サムスンディスプレイ、車載OLED出荷量5倍増で首位を盤石に


2025年6月3日  Wit Display

 

今年第1四半期、サムスンディスプレイの車載OLED出荷量は前年同期比で5倍以上増加し、その主導的地位を盤石なものにした。ソフトウェア定義車両(SDV)の急速な発展に伴い、車載OLED市場は引き続き急速な成長を見せている。

 

UBIリサーチが6月3日に発表したデータによると、今年第1四半期の車載OLED総出荷量は81万枚に達し、前年同期(27万枚)比で200%増加した。

 

市場を牽引するサムスンディスプレイ

サムスンディスプレイは市場成長の牽引役と見なされている。同期間中、サムスンディスプレイの出荷量は10万枚から54万枚へと440%急増し、市場シェアも37.0%から66.7%に拡大した。一方、LGディスプレイ、BOE、Everdisplayの出荷量は前年と横ばいであった。

 

サムスンディスプレイは、市場シェア拡大のため、自動車メーカー向けの車載OLED受注獲得に積極的に取り組んでいる。

 

同社は以前、現代自動車のIoniq 5とGenesisにOLEDパネルを供給した。昨年は、BMWのコンパクトカーブランドMiniに円形OLEDパネルを供給した。さらに、ドイツのAudi Q6 e-tronには12.3インチと14.5インチのOLEDパネルを供給した。サムスンディスプレイのOLEDパネルは、ZikerやRio Autoといった中国の電気自動車にも採用されている。今年2月には、Qualcommと協力して「Snapdragon Cockpit」体験キットにOLEDパネルを供給し、統合型車載半導体とディスプレイソリューションの提供をさらに拡大させた。

 

積極的な受注獲得のおかげで、サムスンディスプレイは引き続き自動車OLED市場をリードし、年間市場シェアは半分以上を占めている。市場調査会社Omdiaのデータによると、サムスンディスプレイの昨年の自動車OLEDパネル出荷量シェアは59.3%で、売上高も55.2%の市場シェアで業界トップだった。

 

車載OLED市場の課題と今後の展望

車載OLEDパネルは高付加価値製品であり、その価格はITパネルの約5倍とされる。サムスンディスプレイは、車載ディスプレイ市場での地位を強化するため、OLED技術の強化を計画している。近年、中国政府の補助金政策が中国の自動車およびコンシューマー向けディスプレイの需要を刺激し、BOEなどの中国企業の市場シェアも上昇している。韓国ディスプレイ産業協会によると、昨年の韓国の車載OLED市場シェアは前年比5.5%減の76.1%であった。

 

今年初めに米国ラスベガスで開催された世界最大の電子・IT(情報通信技術)展示会CES 2025において、サムスンディスプレイは、ディスプレイの下にカメラを隠すことで安全運転を支援する車載UPC製品を発表した。
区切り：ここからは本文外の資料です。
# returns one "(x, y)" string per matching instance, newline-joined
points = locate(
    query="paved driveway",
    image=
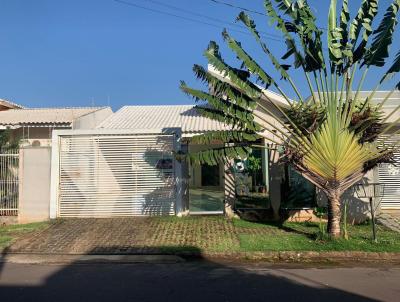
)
(127, 235)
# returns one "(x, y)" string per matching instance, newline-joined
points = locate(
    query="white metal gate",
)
(9, 167)
(116, 175)
(389, 175)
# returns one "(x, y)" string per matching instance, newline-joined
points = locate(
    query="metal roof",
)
(14, 117)
(185, 117)
(9, 104)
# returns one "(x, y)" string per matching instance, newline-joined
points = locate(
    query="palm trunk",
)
(334, 214)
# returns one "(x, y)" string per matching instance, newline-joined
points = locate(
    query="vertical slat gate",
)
(116, 175)
(9, 166)
(389, 174)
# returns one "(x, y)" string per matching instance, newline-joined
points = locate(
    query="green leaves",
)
(383, 37)
(331, 140)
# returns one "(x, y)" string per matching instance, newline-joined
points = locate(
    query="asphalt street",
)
(196, 281)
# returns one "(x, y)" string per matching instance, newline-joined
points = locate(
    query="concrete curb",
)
(96, 259)
(308, 256)
(273, 257)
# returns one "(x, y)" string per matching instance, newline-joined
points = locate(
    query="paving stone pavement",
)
(136, 235)
(391, 221)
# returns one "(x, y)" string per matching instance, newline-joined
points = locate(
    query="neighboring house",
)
(34, 126)
(6, 105)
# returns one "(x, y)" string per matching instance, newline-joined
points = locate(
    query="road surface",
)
(196, 281)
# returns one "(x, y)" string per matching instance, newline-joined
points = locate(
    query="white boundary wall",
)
(55, 166)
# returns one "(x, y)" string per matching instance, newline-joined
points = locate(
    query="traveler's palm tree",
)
(330, 138)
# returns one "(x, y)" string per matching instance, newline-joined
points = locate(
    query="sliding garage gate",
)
(116, 175)
(389, 175)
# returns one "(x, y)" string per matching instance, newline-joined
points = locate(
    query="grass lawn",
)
(303, 237)
(9, 233)
(217, 234)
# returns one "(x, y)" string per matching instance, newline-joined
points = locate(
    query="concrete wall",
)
(92, 120)
(37, 136)
(34, 188)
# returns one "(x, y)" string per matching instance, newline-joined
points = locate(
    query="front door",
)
(206, 194)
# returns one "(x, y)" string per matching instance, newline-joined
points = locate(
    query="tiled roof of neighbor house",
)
(162, 116)
(15, 117)
(9, 104)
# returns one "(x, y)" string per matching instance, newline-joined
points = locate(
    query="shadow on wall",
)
(195, 281)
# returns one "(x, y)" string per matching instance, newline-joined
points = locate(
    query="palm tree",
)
(331, 138)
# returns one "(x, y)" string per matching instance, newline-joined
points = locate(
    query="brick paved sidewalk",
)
(129, 236)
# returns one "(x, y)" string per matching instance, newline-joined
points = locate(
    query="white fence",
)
(9, 166)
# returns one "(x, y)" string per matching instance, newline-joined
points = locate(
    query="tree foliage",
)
(331, 138)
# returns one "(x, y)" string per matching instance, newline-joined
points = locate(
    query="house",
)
(126, 166)
(34, 126)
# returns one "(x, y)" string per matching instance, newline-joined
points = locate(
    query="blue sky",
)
(85, 52)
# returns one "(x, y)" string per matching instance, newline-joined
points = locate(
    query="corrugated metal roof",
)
(15, 117)
(162, 116)
(10, 104)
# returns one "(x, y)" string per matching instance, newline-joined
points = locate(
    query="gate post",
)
(55, 174)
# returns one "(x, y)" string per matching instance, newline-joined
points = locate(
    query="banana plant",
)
(331, 137)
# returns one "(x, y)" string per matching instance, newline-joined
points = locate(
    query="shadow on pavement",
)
(201, 280)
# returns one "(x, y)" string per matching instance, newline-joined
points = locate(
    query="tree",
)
(331, 138)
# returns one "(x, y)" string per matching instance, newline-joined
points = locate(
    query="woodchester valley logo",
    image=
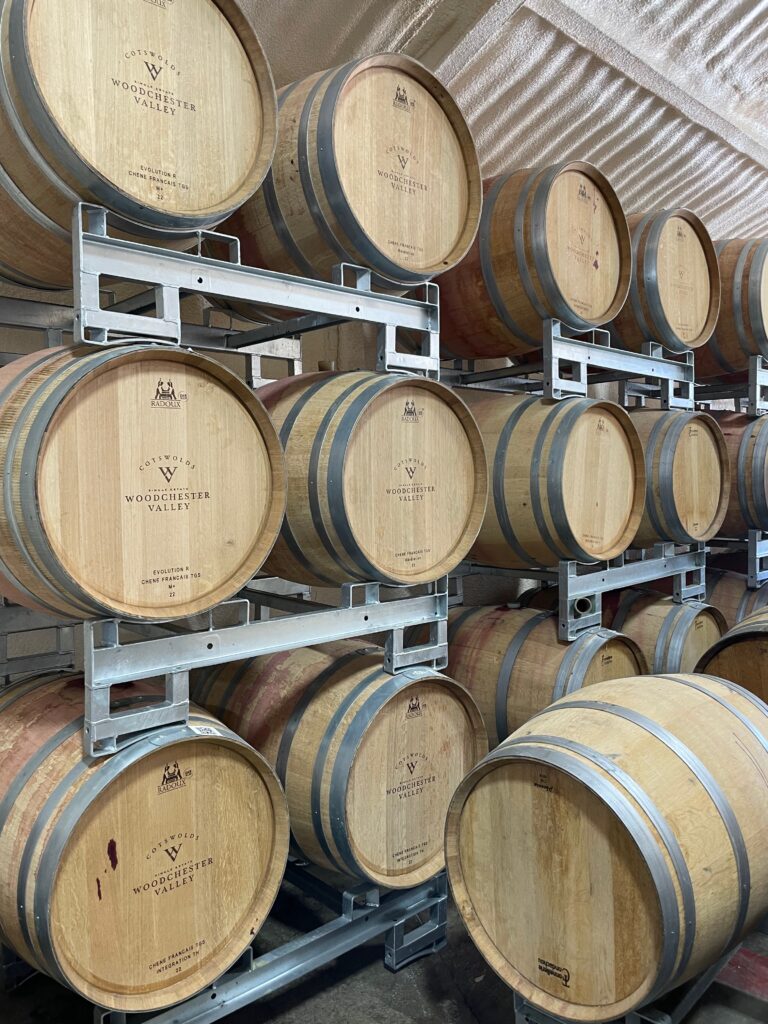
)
(166, 395)
(173, 778)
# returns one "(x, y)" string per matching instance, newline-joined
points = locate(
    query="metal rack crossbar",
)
(582, 586)
(755, 549)
(171, 651)
(169, 273)
(750, 396)
(569, 364)
(365, 915)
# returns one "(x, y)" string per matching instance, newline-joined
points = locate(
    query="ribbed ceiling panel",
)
(534, 95)
(670, 97)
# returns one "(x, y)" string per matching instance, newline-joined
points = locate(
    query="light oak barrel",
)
(375, 166)
(369, 761)
(688, 476)
(675, 293)
(672, 636)
(742, 654)
(138, 879)
(157, 80)
(747, 442)
(567, 479)
(120, 467)
(513, 664)
(627, 827)
(728, 593)
(386, 477)
(742, 326)
(553, 242)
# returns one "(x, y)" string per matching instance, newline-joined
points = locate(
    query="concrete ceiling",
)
(670, 97)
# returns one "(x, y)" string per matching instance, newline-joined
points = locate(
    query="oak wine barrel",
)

この技術を適用することで、ドライバーに邪魔を与えることなく安全運転支援機能の効果を高めることができる。UPC技術は当初、折りたたみ式スマートフォンに適用されたが、今回初めて車載製品に採用された。

 

同社はまた、車両のダッシュボードの形状に合わせて曲げられる18.1インチの曲がる中央ディスプレイ(CID)も発表した。自動運転モードでは、重要な情報を確認しながら空間認識と視界を広げるために曲げることができ、駐車時には平らな状態にしてより多くの情報を確認したり、エンターテイメントを楽しんだりできる。

 

同時に、自動車メーカーがSDV(ソフトウェア定義車両)への移行を加速するにつれて、車載OLED市場は成長を続けている。昨年、車載OLED出荷量は約248万枚で、前年比126%増加した。今年は、出荷量が300万枚に達すると予想されている。

 

UBIリサーチのハン・チャンウク副社長は、「SDVは高解像度、低消費電力、AR、マルチスクリーンディスプレイ性能を必要とし、リアルタイムデータ提供とユーザー体験の最適化が求められるため、このようなアプリケーションに適したOLEDディスプレイの採用は今後も拡大し続けるだろう」と説明している。